O ministro Raul Araújo tratou dos juros remuneratórios e moratórios nos depósitos judiciais, da responsabilidade da instituição financeira depositária e da incidência de astreintes. Ele chamou a atenção para a frequência desses temas no STJ, que tem julgamentos extremamente atuais a respeito.  

“Somos diariamente instados a visitar importantes temas de direito bancário, direito econômico, imbricados com direito do consumidor, até com o direito ambiental, e temos de apresentar soluções. Temos de levar em conta as repercussões na economia e no mercado das decisões que adotamos.

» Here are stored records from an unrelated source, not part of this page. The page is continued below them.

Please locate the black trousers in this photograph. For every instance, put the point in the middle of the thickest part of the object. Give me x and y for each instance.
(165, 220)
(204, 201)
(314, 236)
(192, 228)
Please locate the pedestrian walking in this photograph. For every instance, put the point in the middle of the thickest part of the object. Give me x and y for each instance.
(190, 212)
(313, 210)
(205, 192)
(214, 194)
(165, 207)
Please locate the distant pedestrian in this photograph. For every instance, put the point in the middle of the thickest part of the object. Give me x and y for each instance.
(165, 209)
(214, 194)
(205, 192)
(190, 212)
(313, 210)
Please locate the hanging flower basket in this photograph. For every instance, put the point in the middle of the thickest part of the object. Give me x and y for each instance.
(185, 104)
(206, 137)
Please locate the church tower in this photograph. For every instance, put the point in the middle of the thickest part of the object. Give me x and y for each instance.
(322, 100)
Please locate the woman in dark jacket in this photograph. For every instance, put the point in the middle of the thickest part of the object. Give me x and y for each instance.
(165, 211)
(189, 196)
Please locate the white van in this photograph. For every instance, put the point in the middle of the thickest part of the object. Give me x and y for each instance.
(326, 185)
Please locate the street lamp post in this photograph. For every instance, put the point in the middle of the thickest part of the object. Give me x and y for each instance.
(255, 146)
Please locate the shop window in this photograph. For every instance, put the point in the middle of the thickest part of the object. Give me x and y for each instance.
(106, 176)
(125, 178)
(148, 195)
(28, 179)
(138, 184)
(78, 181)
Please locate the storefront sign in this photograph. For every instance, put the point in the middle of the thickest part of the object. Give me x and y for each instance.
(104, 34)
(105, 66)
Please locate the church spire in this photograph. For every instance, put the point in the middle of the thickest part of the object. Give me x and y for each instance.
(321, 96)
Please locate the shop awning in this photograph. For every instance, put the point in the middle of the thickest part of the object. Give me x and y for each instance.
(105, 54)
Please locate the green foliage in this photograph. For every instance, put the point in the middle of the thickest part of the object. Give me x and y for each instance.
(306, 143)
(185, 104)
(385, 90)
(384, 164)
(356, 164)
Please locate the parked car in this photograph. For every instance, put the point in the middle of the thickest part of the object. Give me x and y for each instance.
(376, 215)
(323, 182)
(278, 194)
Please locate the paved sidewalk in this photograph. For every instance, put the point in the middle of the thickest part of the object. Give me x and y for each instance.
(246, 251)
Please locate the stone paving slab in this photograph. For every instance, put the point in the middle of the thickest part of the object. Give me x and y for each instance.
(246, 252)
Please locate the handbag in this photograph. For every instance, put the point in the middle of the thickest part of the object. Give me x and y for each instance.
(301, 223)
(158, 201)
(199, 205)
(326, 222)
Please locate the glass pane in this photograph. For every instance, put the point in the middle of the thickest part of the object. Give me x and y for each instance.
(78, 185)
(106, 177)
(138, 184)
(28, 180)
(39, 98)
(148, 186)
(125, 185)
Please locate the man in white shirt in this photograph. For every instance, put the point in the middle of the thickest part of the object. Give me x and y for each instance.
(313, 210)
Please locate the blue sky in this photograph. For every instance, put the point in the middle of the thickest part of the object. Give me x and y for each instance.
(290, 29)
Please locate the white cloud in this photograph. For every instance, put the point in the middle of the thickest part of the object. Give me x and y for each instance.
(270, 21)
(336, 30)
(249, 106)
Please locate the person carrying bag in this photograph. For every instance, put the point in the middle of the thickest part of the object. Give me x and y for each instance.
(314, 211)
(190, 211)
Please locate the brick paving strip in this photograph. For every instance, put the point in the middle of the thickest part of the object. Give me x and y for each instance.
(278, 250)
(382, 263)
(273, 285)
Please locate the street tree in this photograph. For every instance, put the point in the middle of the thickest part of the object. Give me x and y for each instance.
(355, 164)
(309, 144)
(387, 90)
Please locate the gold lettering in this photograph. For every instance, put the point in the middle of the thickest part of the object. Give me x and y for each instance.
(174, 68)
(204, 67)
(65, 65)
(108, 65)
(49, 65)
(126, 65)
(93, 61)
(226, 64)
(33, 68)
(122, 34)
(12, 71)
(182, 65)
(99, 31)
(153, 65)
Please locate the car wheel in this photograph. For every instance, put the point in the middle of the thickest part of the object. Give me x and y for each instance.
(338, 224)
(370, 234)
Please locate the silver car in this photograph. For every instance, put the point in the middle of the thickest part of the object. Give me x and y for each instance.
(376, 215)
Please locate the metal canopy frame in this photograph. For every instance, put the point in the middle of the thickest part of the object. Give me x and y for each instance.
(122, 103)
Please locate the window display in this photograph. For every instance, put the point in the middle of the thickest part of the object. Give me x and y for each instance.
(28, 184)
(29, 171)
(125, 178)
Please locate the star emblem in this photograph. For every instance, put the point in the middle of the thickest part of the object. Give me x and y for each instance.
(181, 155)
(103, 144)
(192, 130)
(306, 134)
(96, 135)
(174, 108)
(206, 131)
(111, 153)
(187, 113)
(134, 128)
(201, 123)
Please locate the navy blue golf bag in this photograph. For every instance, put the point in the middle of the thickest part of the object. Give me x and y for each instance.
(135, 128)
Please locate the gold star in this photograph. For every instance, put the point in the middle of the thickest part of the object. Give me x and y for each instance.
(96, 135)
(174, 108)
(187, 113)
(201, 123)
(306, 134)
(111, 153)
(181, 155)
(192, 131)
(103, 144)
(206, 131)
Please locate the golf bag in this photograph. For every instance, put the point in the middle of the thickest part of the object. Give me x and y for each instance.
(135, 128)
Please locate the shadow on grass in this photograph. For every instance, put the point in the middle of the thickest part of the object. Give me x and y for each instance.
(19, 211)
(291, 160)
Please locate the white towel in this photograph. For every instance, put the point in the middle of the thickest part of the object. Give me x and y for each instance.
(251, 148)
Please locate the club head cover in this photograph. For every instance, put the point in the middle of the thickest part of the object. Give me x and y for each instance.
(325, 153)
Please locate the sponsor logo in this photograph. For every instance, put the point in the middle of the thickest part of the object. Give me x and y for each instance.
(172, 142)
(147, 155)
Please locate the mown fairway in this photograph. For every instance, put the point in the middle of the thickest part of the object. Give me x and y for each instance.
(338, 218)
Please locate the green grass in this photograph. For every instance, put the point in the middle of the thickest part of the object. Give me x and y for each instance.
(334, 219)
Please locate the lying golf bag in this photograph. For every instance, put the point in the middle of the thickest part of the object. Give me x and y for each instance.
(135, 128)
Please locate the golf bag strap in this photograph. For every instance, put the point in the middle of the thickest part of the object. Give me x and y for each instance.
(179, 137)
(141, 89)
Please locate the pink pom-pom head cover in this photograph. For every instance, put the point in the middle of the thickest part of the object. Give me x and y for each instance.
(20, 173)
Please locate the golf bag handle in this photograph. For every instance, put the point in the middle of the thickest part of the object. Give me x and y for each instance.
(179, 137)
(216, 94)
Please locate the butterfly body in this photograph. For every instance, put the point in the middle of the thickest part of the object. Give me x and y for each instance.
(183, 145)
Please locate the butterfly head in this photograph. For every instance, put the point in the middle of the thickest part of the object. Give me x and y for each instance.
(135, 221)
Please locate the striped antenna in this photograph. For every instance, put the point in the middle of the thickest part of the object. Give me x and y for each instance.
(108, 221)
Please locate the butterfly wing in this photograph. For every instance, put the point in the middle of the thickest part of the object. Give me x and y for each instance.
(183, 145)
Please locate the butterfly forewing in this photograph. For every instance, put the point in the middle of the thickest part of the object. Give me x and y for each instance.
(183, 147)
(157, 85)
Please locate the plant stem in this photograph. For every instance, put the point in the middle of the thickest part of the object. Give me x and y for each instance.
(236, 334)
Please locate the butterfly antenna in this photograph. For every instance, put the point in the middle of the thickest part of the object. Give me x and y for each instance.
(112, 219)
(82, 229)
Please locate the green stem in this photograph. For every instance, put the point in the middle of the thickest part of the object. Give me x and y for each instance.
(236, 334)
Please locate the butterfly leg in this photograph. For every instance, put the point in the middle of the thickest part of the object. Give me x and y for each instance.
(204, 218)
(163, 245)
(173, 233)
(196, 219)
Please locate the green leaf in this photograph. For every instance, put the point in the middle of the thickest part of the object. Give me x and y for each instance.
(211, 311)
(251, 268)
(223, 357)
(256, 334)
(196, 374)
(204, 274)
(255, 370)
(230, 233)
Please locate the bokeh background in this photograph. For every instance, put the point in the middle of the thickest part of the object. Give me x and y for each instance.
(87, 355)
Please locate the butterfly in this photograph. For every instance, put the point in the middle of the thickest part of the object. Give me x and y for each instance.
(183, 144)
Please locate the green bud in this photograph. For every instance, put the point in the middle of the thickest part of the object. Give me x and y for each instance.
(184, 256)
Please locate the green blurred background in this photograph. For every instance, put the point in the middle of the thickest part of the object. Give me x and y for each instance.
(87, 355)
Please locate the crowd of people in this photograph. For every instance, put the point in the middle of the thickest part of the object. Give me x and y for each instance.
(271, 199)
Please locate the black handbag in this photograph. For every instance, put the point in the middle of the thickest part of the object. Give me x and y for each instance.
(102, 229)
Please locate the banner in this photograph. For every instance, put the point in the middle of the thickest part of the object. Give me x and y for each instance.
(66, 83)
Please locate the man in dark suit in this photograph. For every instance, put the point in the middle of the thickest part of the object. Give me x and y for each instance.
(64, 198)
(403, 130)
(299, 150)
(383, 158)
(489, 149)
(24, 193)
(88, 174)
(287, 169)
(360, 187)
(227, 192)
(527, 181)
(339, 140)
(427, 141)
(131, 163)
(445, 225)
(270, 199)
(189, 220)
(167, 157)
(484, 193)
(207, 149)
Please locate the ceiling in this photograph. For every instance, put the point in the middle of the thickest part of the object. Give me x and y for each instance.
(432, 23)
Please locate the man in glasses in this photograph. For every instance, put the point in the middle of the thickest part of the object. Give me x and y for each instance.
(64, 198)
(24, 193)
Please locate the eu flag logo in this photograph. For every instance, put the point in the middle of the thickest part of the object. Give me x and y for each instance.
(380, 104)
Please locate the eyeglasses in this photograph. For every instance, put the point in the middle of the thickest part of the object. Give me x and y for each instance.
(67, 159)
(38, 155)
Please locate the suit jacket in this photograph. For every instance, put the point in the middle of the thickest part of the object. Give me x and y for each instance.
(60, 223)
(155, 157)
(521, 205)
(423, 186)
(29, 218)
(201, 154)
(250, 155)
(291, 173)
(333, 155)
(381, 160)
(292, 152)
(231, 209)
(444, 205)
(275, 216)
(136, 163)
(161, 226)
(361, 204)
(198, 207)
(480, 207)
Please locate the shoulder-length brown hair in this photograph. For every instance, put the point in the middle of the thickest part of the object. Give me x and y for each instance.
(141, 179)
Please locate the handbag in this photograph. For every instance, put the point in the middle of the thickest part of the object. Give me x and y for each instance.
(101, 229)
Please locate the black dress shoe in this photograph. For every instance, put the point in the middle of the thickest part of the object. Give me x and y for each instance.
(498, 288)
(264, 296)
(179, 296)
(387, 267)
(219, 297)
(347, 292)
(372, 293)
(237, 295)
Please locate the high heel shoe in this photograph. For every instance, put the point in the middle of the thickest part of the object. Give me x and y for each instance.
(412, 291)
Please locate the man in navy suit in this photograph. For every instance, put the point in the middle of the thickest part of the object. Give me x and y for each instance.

Temos de ter uma visão consequencial acerca de tudo com que lidamos”, afirmou o ministro ao falar sobre seu trabalho na Quarta Turma e na Segunda Seção do STJ.

Diagnósticos e im​​pactos

No terceiro painel, o ministro Villas Bôas Cueva e o economista Affonso Celso Pastore debateram “O impacto das decisões judiciais na economia”. Segundo o magistrado, “o diagnóstico da segurança jurídica e da eficiência do Judiciário é uma questão complexa que desafia tanto economistas quanto advogados”.

Como forma de amenizar impactos econômicos negativos, o ministro destacou a importância dos precedentes vinculantes na uniformização de decisões judiciais; a criação de plataformas de conciliação para a redução do volume de processos e o controle das taxas judiciárias.

Villas Bôas Cueva apontou o uso predatório e oportunista do sistema de Justiça, que acumula mais de 80 milhões de processos em estoque, devido – segundo ele –, entre outros motivos, à ausência de controle no custo das taxas judiciárias e à ineficiência das agências reguladoras em exigir dos setores regulados soluções para os próprios conflitos, por meio de plataformas próprias de conciliação.

“É preciso estimular ainda reformas legislativas que forneçam balizas seguras na aplicação do direito, assegurando a santidade dos contratos, a calculabilidade, a previsibilidade normativa, e estimulem novos investimentos no país”, acrescentou o ministro.

O economista Affonso Pastore destacou o papel das instituições jurídicas no desenvolvimento econômico do país e a atuação dos magistrados, que devem sempre avaliar os custos e benefícios de suas decisões em relação a questões financeiras. Ele falou sobre spreads e riscos bancários nos financiamentos, respeito aos contratos e o “custo de mudar as regras de um jogo em andamento”. Lembrou ainda que “segurança jurídica é importante, mas é preciso analisar todas as dimensões do problema”.

Encerrando o seminário, o presidente executivo da CNF, José Ricardo Alves, apresentou a estrutura do sistema financeiro e o convênio entre a entidade e o STJ.